Brindur tested the edge of his blade with his finger, then sucked the blood from his fingertip and spat onto the packed, icy ground in a place the rugs didn’t cover. Outside the wind had risen again, rattling the duke’s tent so that the cloth hummed like the wings of a monstrous insect. “Yes, the White Foxes are fierce fighters. Hard to kill. I do not make the mistake of thinking otherwise. They surprised us with reinforcements at the ruined fort, but we have seen no signs of any more coming. We killed enough of them there that I doubt more than ten score or so of those reinforcements survive, and they had scarce enough fighters in the first group. So I think they are spent and have but little strength left. Our own men are hungry enough in this blighted, frozen place, and we have brought food for ourselves out of Rimmersgard. The Norns were already hungry weeks ago, and whatever tricks they have, I doubt they can feed themselves on air or they would not have attacked so many villages for grain and other supplies. So my wits tell me Two-Axes is only jumping at the same shadows and strange noises that he himself talked about.”

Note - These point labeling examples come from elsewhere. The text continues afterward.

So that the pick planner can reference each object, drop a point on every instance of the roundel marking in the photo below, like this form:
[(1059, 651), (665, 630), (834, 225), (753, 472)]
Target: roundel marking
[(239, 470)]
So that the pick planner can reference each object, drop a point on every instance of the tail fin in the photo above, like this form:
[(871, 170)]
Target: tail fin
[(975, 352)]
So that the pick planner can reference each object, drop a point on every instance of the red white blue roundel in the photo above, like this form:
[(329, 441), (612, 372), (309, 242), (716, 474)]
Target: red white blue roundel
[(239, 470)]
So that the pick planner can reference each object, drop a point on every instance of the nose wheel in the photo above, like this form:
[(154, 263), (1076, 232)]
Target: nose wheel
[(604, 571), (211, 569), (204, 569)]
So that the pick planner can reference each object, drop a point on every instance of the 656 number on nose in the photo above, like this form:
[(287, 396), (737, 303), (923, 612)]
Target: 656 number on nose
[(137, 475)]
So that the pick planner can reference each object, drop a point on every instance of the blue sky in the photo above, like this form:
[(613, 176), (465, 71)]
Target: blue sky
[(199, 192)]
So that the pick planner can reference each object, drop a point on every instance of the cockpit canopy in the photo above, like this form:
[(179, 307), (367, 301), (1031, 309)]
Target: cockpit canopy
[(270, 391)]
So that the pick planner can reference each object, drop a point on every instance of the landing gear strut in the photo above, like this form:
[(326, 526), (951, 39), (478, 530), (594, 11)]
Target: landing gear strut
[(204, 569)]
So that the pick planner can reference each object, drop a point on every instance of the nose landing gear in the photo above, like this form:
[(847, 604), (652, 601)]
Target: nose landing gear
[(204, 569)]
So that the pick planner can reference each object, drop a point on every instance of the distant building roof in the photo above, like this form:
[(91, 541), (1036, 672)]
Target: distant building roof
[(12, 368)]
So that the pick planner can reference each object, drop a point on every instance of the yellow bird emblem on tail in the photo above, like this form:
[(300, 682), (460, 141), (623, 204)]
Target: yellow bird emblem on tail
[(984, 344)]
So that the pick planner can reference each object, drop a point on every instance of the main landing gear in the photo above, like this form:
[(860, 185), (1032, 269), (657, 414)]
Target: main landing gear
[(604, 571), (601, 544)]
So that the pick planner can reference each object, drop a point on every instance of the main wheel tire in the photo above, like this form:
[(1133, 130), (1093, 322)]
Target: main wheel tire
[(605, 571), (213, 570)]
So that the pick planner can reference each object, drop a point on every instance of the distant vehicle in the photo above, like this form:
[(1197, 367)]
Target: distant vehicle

Another petty, pointless sting. Before Isgrimnur could shape a reply, a figure, half-obscured by a crust of snowflakes, pushed in past the quivering fabric of the tent door.
“I crave pardon, Your Grace, my lords,” the soldier said. “I bring a message from Jarl Vigri. He says there are pieces falling from the wall after the last blow of the great Bear. He thinks it is about to come down.”
Brindur’s dour mood dropped away in an instant. “Ha! By God,” the thane said, climbing to his feet, “If the wall is coming down, I will not be the last to paint my blade with fairy blood!” He turned to one of the younger Skoggeymen. “Fani, you fool, where is my helmet?”
Isgrimnur still had things he needed to discuss with Brindur and the rest, including the letter that a messenger had brought him only this morning, but he would never keep their attention now. As he watched the thane and his Skoggeymen scrambling for their weapons, he thought briefly of trying to make their rush toward the wall more orderly, then decided it would be better to bow to the inevitable. Even if the wall was badly damaged it might not fall for many more swings of the battering ram, and even the most anxious Rimmersgard warrior could not come to grips with the enemy until that moment. In the meantime, letting Brindur and the rest vent their impatience on an immense weight of black stone might just be a good idea. His other news could wait.
Two of Isgrimnur’s house carls were standing outside the tent, one with his battle-helmet and his White Bear and Stars standard, the other holding the duke’s large and patient horse. Isgrimnur heaved himself into the saddle, not without help, then spurred upward after the others.